August 13, 2015. NASA conducted a test firing of the rocket’s engines at its Stennis Space Center in Mississippi, the sixth in a series of seven tests for the rocket’s main engine. Photo: NASA

“It is the most complicated rocket engine out there on the market, but that’s because it’s the Ferrari of rocket engines,” said Kathryn Crowe, RS-25 propulsion engineer.

Modernizing the engine controller could be one of the actions to take to ensure the next generation of launch vehicles. They need to know if the new engine work at the higher temperatures and pressures the SLS will require to perform, so they test them. However, It surely will be heavier – and move faster – than the Space Shuttle.

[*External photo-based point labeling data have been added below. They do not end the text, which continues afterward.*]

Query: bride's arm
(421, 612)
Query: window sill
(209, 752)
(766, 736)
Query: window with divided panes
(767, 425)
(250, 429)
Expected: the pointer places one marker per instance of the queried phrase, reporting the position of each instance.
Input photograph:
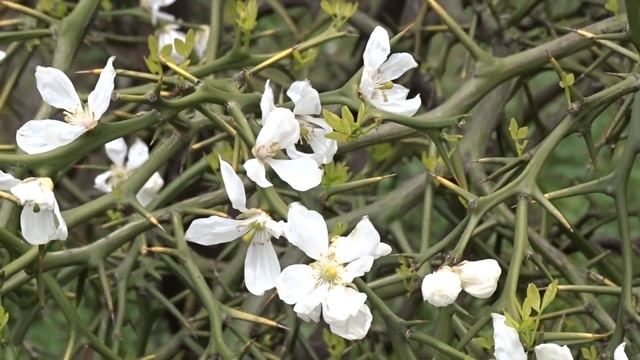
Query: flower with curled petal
(38, 136)
(324, 286)
(478, 278)
(40, 220)
(380, 69)
(261, 265)
(313, 129)
(280, 131)
(137, 155)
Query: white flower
(376, 84)
(324, 286)
(441, 288)
(166, 36)
(153, 7)
(477, 278)
(261, 265)
(508, 346)
(312, 128)
(280, 131)
(506, 340)
(138, 154)
(38, 136)
(619, 354)
(40, 220)
(553, 352)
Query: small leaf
(522, 133)
(361, 114)
(549, 294)
(613, 6)
(337, 136)
(513, 128)
(534, 295)
(347, 117)
(335, 122)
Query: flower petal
(295, 283)
(357, 268)
(56, 89)
(261, 266)
(116, 151)
(233, 186)
(301, 174)
(138, 154)
(377, 49)
(395, 66)
(100, 97)
(479, 278)
(305, 98)
(619, 353)
(553, 352)
(201, 40)
(7, 181)
(355, 327)
(40, 227)
(267, 102)
(307, 230)
(394, 101)
(341, 302)
(362, 241)
(310, 306)
(35, 190)
(506, 340)
(101, 182)
(256, 172)
(382, 250)
(150, 189)
(38, 136)
(216, 230)
(441, 288)
(279, 127)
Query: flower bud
(442, 287)
(553, 352)
(479, 278)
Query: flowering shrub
(397, 179)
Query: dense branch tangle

The Space Launch System core stage is designed to be disposable, as opposed to the Shuttle Orbiters that returned to runways. The new plans for RS-25 variants is to be disposable from the beginning, using more efficient modern manufacturing methods to make them affordable.

While we wait, NASA has a few more missions to launch. The scientistic administration will start testing the last of its old RS-25S for flight readiness at the Stennis Space Center this fall.